UVA Football coach Tony Elliott, talking about the six 15-yard penalties assessed on his team in Saturday night’s 38-17 loss at Duke, offered an enlightening postgame statement about his program’s “core values.”

“If we continue to have these problems, then ultimately I’m going to have to make decisions, because the one thing I’m not going to sacrifice is the core values of this program, and it’s embarrassing,” said Elliott, whose team leads the ACC in penalty yards (362), with UVA giving opponents 72.4 yards per game due to the infractions.

So, yes, obviously, that’s an area to clean up, one among many.

But to the point, and the invocation of the term, “core values,” and the word “embarrassing.”

What’s “embarrassing” is Elliott channeling his inner Dave Leitao on the sidelines. in the face of what appears to be an utter lack of preparation done by his coaching staff to get his guys ready for what they are going to face when it’s game time.

It’s almost as if he wants us to get the idea that he, too, is frustrated at the penalties, the dropped passes, the missed blocks and tackles, and for us to be impressed, that he sees the problems, and he’s got it.

We’d be more impressed if Elliott and his staff had seen the errors in spring practice, in July and August in training camp, in game-week prep, and fixed them then, when none of us are looking.

Yell all you want then; in fact, yell more, and as loud as you need to.

When the bright lights and cameras are on, the head coach, as the leader of the program, the face of UVA Football, needs to be the paragon.

It’s like what you read, if you have dogs in your household, about how to react when your dogs are barking.

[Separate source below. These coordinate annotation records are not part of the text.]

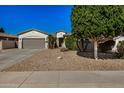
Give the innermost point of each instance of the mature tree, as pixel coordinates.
(2, 30)
(97, 23)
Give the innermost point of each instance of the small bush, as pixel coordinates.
(120, 53)
(70, 43)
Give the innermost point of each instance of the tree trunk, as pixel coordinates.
(95, 50)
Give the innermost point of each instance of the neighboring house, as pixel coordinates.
(32, 39)
(8, 41)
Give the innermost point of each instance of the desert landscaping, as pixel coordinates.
(54, 60)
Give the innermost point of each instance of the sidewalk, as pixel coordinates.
(55, 79)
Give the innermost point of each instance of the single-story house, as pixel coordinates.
(8, 41)
(60, 38)
(32, 39)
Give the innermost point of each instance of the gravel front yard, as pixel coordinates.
(47, 60)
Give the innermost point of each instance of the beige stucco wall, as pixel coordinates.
(6, 44)
(32, 34)
(0, 45)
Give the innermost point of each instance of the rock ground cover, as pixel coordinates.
(54, 60)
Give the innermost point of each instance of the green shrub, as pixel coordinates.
(120, 53)
(104, 47)
(70, 43)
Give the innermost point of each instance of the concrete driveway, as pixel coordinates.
(13, 56)
(62, 79)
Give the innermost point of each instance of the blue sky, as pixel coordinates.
(50, 19)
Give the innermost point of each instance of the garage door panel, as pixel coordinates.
(33, 43)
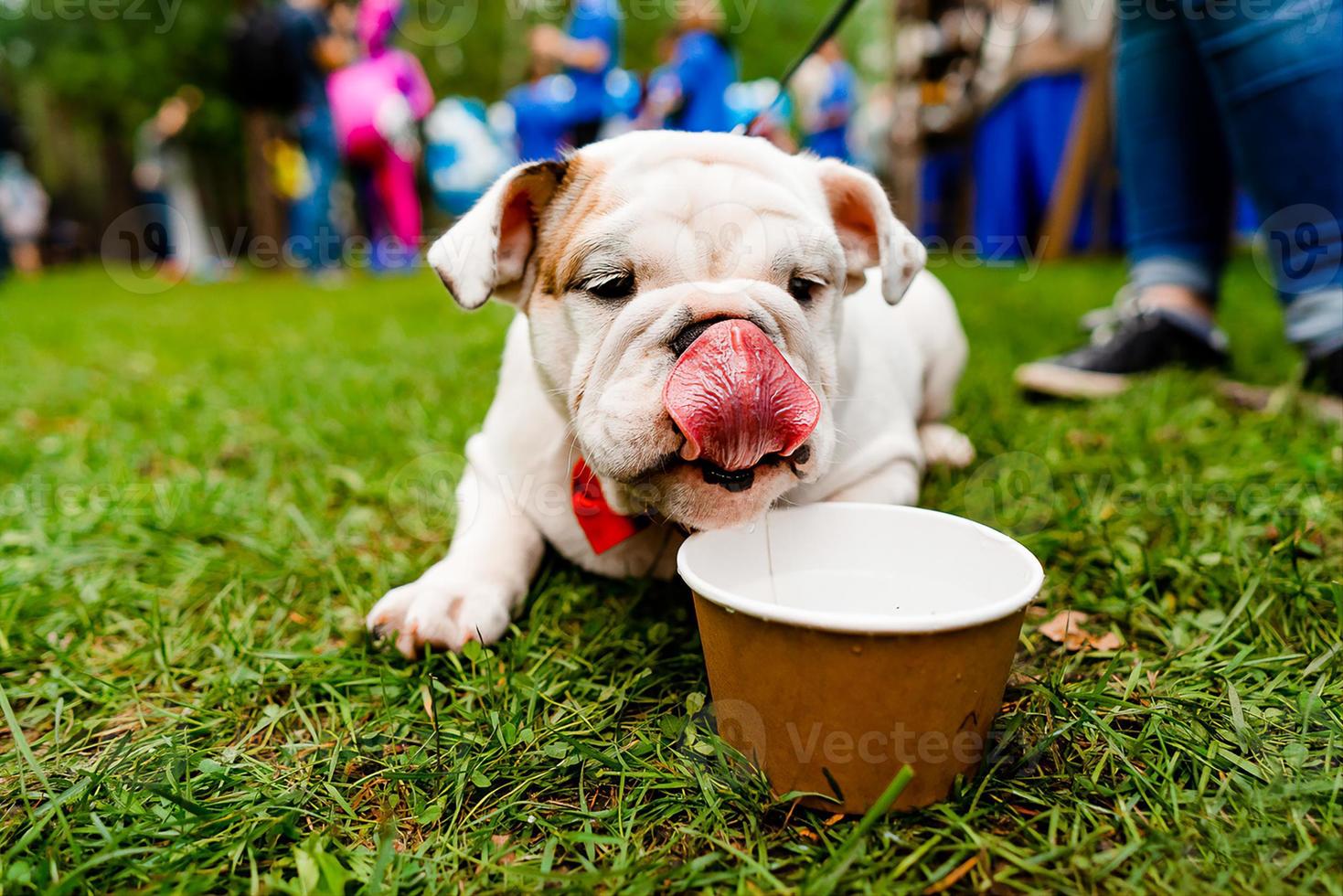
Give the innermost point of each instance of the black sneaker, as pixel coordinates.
(1139, 341)
(1326, 372)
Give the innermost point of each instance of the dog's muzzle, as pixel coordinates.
(735, 398)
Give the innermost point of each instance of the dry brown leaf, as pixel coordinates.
(1067, 629)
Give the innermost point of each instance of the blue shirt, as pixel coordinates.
(704, 69)
(594, 20)
(836, 109)
(303, 30)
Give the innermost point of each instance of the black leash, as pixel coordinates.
(826, 31)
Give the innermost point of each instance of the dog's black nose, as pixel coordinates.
(685, 338)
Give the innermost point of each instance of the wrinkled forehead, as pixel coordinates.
(698, 218)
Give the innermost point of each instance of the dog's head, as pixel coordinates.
(684, 295)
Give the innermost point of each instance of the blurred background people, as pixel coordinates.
(1029, 80)
(1251, 96)
(377, 105)
(314, 50)
(163, 175)
(826, 89)
(689, 93)
(563, 101)
(23, 205)
(23, 214)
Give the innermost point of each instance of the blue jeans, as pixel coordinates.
(314, 240)
(1213, 91)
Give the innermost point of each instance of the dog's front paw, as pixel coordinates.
(945, 446)
(443, 613)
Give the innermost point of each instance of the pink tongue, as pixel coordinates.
(736, 400)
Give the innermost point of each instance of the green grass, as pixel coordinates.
(199, 500)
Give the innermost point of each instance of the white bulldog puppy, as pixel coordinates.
(707, 326)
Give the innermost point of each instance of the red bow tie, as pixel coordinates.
(603, 527)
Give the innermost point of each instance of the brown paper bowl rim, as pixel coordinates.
(870, 624)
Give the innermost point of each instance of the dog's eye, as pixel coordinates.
(613, 288)
(804, 289)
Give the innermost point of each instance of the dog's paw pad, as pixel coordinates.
(442, 614)
(945, 446)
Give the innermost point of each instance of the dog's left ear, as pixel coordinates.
(487, 251)
(868, 229)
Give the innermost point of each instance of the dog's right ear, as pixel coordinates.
(487, 251)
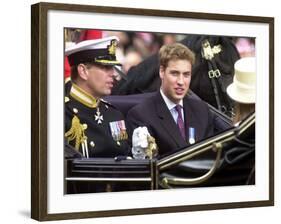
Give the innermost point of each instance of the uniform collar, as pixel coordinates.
(83, 97)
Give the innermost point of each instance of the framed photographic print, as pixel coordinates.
(233, 167)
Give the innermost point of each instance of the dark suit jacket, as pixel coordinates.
(155, 115)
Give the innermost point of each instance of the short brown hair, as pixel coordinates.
(175, 51)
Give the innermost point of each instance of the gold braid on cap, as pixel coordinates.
(77, 132)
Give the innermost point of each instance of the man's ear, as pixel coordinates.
(161, 71)
(82, 71)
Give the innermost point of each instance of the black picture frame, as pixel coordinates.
(39, 109)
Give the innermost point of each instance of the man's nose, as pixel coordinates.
(180, 79)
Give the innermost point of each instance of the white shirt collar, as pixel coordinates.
(168, 102)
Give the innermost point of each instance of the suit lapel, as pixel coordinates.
(190, 120)
(167, 121)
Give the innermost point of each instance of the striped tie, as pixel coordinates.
(180, 122)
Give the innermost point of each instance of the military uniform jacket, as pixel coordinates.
(94, 128)
(155, 115)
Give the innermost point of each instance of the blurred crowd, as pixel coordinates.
(134, 47)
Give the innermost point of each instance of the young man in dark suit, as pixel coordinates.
(172, 117)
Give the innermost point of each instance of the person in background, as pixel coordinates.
(171, 116)
(243, 88)
(132, 58)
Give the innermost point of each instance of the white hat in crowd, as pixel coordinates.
(99, 51)
(243, 88)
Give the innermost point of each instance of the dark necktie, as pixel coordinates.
(180, 122)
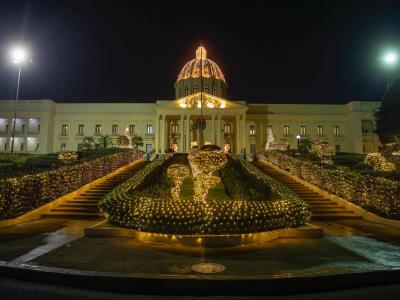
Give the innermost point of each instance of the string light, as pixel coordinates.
(131, 205)
(21, 194)
(372, 192)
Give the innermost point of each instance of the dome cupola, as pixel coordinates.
(189, 79)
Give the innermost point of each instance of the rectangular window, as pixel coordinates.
(286, 130)
(320, 130)
(174, 128)
(64, 129)
(252, 129)
(132, 129)
(227, 128)
(149, 129)
(336, 130)
(115, 129)
(80, 129)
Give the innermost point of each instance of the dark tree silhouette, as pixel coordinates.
(388, 115)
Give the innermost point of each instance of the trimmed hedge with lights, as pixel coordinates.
(131, 205)
(374, 193)
(19, 195)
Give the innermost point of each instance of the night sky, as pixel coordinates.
(132, 51)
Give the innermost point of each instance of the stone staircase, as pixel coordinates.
(85, 204)
(322, 208)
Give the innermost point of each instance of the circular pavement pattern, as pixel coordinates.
(208, 268)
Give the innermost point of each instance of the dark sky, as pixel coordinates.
(274, 52)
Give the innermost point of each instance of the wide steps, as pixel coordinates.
(322, 208)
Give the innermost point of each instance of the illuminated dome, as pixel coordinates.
(192, 68)
(189, 79)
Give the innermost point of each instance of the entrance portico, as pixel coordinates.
(176, 123)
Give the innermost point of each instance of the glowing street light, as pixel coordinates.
(390, 60)
(298, 142)
(18, 56)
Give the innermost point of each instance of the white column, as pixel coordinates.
(157, 133)
(187, 133)
(213, 129)
(219, 142)
(181, 136)
(162, 146)
(237, 135)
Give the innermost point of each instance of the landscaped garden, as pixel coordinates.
(206, 192)
(57, 176)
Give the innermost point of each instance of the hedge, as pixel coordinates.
(127, 207)
(374, 193)
(21, 194)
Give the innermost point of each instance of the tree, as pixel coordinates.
(88, 142)
(305, 145)
(105, 141)
(387, 116)
(137, 141)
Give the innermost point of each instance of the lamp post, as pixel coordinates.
(298, 142)
(390, 60)
(18, 56)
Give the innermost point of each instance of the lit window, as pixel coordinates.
(149, 129)
(115, 129)
(174, 128)
(64, 129)
(286, 130)
(336, 131)
(80, 129)
(252, 129)
(227, 128)
(132, 129)
(320, 130)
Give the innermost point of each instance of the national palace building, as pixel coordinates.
(47, 126)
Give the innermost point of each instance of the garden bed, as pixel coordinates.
(372, 192)
(246, 200)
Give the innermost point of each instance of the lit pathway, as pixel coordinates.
(322, 208)
(85, 205)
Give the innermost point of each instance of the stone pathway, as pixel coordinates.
(322, 207)
(85, 204)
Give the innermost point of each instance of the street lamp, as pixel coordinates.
(19, 56)
(298, 142)
(390, 59)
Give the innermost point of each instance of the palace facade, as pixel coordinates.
(46, 126)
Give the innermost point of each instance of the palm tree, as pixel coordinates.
(137, 141)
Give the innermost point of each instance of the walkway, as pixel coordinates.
(322, 207)
(85, 204)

If you yell at them, they think you’re yelling with them, that there was a good reason for them to have been barking in the first place, and they get even more agitated.

The same is happening on the field with the Cavaliers. Guys aren’t being used right, not being prepared right, as a result, things aren’t going right, and when the coach yells, the response is guys, like your barking dogs at home, barking harder, which manifests in guys trying to make hero plays that, too often, result in more mistakes.

A quote from Elliott’s postgame presser seems to indicate that he gets it, at some level.

“We’re not playing smart football. We’re not playing complementary football, and we’re struggling when the bullets start flying to just come together as a team, hunker down, battle for each other,” Elliott said.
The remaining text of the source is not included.